Deve-se tratar o aporte como investimento direto do poder público concedente em obras ou em bens reversíveis, a ser realizado através da empresa concessionária.
Isso gera enorme diferença em termos de tributação, pois, embora transite pelo caixa da empresa, não integra seu patrimônio, logo é insusceptível de tributação. São, portanto, inconstitucionais os parágrafos 6º a 11, do art. 6º da Lei das PPPs, pois tributam renda e receita bruta que não fazem parte dos ativos da empresa, a qual é apenas um veículo para a aplicação do aporte, para investimento em bens reversíveis e obras públicas – que, repete-se, são bens públicos desde sempre, e não apenas quando ocorrer o término contratual.
No mesmo sentido, é inconstitucional a determinação constante do art. 6º, parágrafo 3º, que apenas faculta que o aporte não seja incluído como receita tributável para fins de PIS, Cofins, CPRB, IRPJ apurado pelo lucro real e CSLL. Na verdade, o valor do aporte não faz parte do aspecto material da hipótese de incidência, logo, não é passível de tributação, pois não se constitui como renda ou receita bruta da concessionária.
Em síntese: é inconstitucional tributar como renda ou como receita bruta valores que jamais farão parte dos ativos do sujeito passivo, pois são recebidos especificamente para ser aplicados na realização de ob obras ou na aquisição de bens reversíveis que, desde o início, são propriedade pública.

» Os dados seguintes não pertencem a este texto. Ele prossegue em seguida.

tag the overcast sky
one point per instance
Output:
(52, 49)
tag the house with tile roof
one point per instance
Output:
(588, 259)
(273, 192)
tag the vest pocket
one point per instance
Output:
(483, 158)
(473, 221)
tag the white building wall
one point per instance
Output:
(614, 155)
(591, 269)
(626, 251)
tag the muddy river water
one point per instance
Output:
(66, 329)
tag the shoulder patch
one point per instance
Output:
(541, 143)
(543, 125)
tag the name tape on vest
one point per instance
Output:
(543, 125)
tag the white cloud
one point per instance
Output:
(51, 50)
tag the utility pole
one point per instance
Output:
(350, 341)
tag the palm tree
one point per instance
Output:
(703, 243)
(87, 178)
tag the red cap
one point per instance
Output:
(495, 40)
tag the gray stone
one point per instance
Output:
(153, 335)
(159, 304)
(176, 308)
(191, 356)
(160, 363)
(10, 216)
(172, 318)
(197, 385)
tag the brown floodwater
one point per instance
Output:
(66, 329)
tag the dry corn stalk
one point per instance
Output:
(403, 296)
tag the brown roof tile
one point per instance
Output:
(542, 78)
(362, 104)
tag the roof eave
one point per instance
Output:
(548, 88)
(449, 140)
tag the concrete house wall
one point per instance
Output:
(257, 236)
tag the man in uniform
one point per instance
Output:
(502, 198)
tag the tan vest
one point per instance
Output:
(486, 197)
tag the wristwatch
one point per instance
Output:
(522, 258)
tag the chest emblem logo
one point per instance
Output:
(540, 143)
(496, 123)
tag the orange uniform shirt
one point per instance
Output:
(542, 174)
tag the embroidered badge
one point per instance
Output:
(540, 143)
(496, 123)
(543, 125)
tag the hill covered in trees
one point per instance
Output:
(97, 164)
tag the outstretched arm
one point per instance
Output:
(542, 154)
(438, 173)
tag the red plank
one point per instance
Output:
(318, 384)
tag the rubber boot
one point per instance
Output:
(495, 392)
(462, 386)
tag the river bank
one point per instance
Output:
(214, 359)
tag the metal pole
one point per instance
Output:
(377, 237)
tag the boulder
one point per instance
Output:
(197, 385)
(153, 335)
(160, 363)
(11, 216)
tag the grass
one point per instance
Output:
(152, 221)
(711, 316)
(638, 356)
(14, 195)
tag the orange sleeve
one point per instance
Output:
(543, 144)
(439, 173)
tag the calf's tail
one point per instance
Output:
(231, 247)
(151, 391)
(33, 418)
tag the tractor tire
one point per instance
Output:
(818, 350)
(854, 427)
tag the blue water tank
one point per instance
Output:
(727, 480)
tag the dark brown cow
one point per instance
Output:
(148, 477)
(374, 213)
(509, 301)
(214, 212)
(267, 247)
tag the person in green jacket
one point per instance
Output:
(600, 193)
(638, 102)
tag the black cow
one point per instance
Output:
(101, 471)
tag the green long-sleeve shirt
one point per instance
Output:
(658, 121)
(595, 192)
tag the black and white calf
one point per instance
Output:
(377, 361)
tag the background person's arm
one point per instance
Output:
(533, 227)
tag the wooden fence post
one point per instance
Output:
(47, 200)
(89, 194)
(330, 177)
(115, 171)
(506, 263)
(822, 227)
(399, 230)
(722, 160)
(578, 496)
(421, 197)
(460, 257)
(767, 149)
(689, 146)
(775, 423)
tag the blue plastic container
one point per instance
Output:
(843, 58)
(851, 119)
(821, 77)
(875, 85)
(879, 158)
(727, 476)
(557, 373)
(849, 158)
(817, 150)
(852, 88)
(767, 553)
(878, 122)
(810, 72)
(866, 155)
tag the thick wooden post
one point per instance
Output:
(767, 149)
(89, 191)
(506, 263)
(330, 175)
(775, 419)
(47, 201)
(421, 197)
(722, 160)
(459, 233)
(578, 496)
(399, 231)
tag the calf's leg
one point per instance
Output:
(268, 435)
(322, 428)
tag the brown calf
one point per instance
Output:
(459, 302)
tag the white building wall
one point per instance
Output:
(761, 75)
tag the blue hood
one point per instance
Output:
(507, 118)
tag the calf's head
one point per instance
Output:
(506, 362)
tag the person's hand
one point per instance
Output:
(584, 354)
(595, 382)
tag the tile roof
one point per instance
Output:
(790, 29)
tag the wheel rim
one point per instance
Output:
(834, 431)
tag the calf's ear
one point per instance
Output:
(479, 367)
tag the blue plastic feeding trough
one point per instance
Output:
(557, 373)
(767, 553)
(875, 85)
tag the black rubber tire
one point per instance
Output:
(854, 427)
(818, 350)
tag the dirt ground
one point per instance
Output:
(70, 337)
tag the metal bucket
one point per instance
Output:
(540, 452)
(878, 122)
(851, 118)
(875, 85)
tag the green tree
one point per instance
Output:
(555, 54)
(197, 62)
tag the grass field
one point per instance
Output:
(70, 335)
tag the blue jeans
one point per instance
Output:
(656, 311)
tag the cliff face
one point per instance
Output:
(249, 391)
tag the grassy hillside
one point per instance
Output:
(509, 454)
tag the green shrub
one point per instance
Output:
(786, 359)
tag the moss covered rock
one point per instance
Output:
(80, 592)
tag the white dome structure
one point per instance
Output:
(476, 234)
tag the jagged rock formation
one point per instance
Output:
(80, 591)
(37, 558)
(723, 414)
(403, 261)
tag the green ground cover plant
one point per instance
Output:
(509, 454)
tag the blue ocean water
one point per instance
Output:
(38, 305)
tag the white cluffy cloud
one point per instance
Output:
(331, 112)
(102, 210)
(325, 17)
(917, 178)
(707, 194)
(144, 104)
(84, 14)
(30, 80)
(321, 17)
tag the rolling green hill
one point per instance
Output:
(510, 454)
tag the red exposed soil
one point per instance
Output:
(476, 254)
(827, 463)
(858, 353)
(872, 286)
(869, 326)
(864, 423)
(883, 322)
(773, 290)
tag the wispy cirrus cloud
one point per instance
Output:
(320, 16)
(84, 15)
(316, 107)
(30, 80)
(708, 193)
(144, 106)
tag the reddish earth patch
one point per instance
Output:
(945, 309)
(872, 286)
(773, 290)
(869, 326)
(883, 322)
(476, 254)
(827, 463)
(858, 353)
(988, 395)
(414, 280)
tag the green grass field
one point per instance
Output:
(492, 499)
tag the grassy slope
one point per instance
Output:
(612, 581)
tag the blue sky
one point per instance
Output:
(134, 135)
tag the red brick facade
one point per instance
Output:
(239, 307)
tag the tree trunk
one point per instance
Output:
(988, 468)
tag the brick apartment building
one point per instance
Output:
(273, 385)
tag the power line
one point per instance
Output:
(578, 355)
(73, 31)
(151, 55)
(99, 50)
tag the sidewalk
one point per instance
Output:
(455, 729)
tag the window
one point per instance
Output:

O montante recebido pelo concessionário a título de aporte não é um valor passível de ser tributado nem como renda, nem como receita bruta do concessionário, pois se constitui patrimônio público desde o seu desembolso.
Fernando Facury Scaff e Raquel Lamboglia Guimarães são, respectivamente, professor titular de Direito Financeiro da Universidade de São Paulo. Advogado, sócio do escritório Silveira, Athias, Soriano de Mello, Guimarães, Pinheiro e Scaff – Advogados; doutoranda e mestre em Direito Financeiro pela USP e advogada na Manesco, Ramires, Perez e Azevedo Marques Sociedade de Advogados.